NOTE: The information in this document is for guidance only. It’s not meant as a substitute for a consultation with an attorney for your specific business needs and circumstances. See our full breakdown of GDPR for additional information.
What is GDPR?
GDPR (General Data Protection Regulation) is a European Union law governing data protection and privacy. Increasing numbers of companies are passing their own rules to match it. It is critical to note that the scope of GDPR includes all EU citizens and residents, so it can apply to American businesses that have either EU residents in their database or EU citizens living in the United States.
How Does GDPR Affect Your Business?
- Make a list of what Personal Data1 your organization collects, how it is used and by what departments. You can only collect Personal Data that is essential for fulfilling the task they are signing up for, to purchase, etc.
- If you send a physical catalog, asking for a name and address is allowed but a phone number is not.

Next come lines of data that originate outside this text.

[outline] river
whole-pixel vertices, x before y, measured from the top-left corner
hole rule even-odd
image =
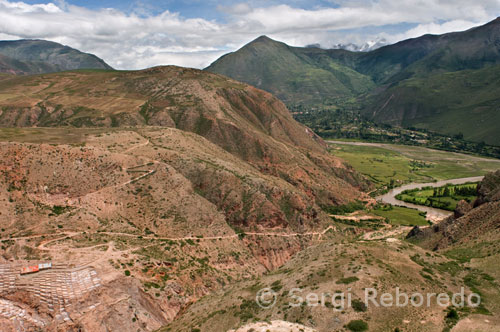
[[[389,203],[389,204],[397,205],[397,206],[406,206],[409,208],[417,209],[419,211],[427,212],[426,218],[428,220],[431,220],[431,221],[436,221],[436,220],[440,220],[440,219],[443,219],[443,218],[451,215],[453,212],[441,210],[441,209],[436,209],[436,208],[429,207],[429,206],[403,202],[403,201],[400,201],[399,199],[396,199],[396,195],[398,195],[401,192],[408,190],[408,189],[416,189],[416,188],[423,188],[423,187],[441,187],[441,186],[444,186],[448,183],[449,184],[463,184],[463,183],[467,183],[467,182],[479,182],[483,178],[484,178],[484,176],[474,176],[474,177],[469,177],[469,178],[441,180],[441,181],[429,182],[429,183],[410,183],[410,184],[406,184],[406,185],[401,186],[401,187],[391,189],[386,194],[377,196],[376,199],[377,199],[377,201],[382,201],[384,203]]]
[[[404,148],[408,148],[407,146],[399,146],[399,145],[387,144],[387,143],[348,142],[348,141],[334,141],[334,140],[330,140],[327,142],[334,143],[334,144],[345,144],[345,145],[373,146],[373,147],[392,150],[392,151],[401,153],[403,155],[405,154]],[[500,163],[500,160],[498,160],[498,159],[491,159],[491,158],[472,156],[472,155],[464,155],[464,154],[460,154],[457,152],[439,151],[439,150],[434,150],[434,149],[430,149],[427,147],[414,147],[414,148],[416,150],[420,150],[420,151],[432,151],[432,152],[443,153],[443,154],[448,153],[450,156],[454,156],[456,158],[457,162],[467,163],[470,161],[474,161],[474,162],[487,161],[487,162],[493,162],[493,163]],[[408,156],[408,157],[414,158],[414,156]],[[443,156],[443,158],[445,158],[445,156]],[[449,158],[449,157],[447,157],[447,158]],[[415,189],[415,188],[422,188],[422,187],[441,187],[447,183],[462,184],[462,183],[466,183],[466,182],[479,182],[482,179],[483,179],[483,176],[475,176],[475,177],[468,177],[468,178],[442,180],[442,181],[430,182],[430,183],[410,183],[410,184],[406,184],[406,185],[398,187],[398,188],[391,189],[387,194],[377,196],[376,199],[377,199],[377,201],[382,201],[384,203],[390,203],[392,205],[397,205],[397,206],[405,206],[405,207],[409,207],[409,208],[413,208],[413,209],[418,209],[419,211],[427,212],[427,219],[428,220],[437,221],[437,220],[443,219],[443,218],[451,215],[453,212],[441,210],[441,209],[436,209],[436,208],[429,207],[429,206],[423,206],[423,205],[417,205],[417,204],[403,202],[403,201],[396,199],[396,195],[398,195],[399,193],[401,193],[402,191],[407,190],[407,189]]]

- If someone makes a purchase from your online store, requesting a phone number with the name and address is fine because you might need to contact them to resolve fulfillment or delivery issues.
- If they’re signing up for an email newsletter, you can’t ask for their mailing address. You can only request a birthdate if you specify that you send you a coupon code, discount, etc. on their birthday, which would make it relevant.
- If your organization allows businesses to become authorized dealers or resellers, you can request for their name, address, phone number, web site, email address, etc. if that information is used in a database the public can consult for authorized dealers. You can also request proof that they are a legitimate business, such as a wholesaler’s license. However, you can’t ask for their client list in order to sign up.
- You can only collect information from those under the age of 16 with parental consent.
- Change any forms on your web site so that opt-in boxes are unchecked. Individuals must take action to opt-in and it must be their choice. Opt-in by default, passive opt-in, etc. are not allowed.
- Set up an easy method that allows individuals to request to see what Personal Data you have on them, request corrections and/or erasure.
- Create a process by which data access, rectification and/or erasure requests can be answered and fulfilled. In most cases, requests must be fulfilled within one calendar month.
- Create a process for handling data breaches. Customers must be notified of a data breach within 72 hours of discovering the breach.
- What specific data is collected and why
- If any third-party services are used to store or process the data, like MailChimp for an email newsletter, a credit card processor, etc.
- How an individual can request a copy of their Personal Data on file
- How to request data rectification in the case of mistakes
- How to request data erasure
- How the company handles data breaches
- Do not sell or trade lists or databases of Personal Data.
Steps to Take for GDPR Compliance:
- Do an inventory of what customer data you collect, how you use it, and who has access to it. Make changes as needed.
- New consent might be needed depending upon how you gathered your list. For example, if you got their name from a third-party – especially if you bought a mailing list – you might need to purge that information or get new consent.
- Plug-ins that track IP addresses are a problem in GDPR so talk to your website developer about updating or changing them.
The United States CONSENT Act
The U.S. is has formulated its own version of GDPR. The Customer Online Notification for Stopping Edge-provider Network Transgressions, or CONSENT Act, a new American regulation for greater privacy formulated in the wake of the Facebook data privacy scandal, was introduced in the United States Senate in April 2018 and is working its way through Congress. The Social Media Privacy Protection and Consumer Rights Act was also introduced in April 2018 to allow users the ability to opt out of data gathering. It is also in the beginning stages of approval.
1 Personal Data is anything that can identify a person including, but not limited to, names, email addresses, phone numbers, birth dates, purchasing behavior, IP addresses, etc.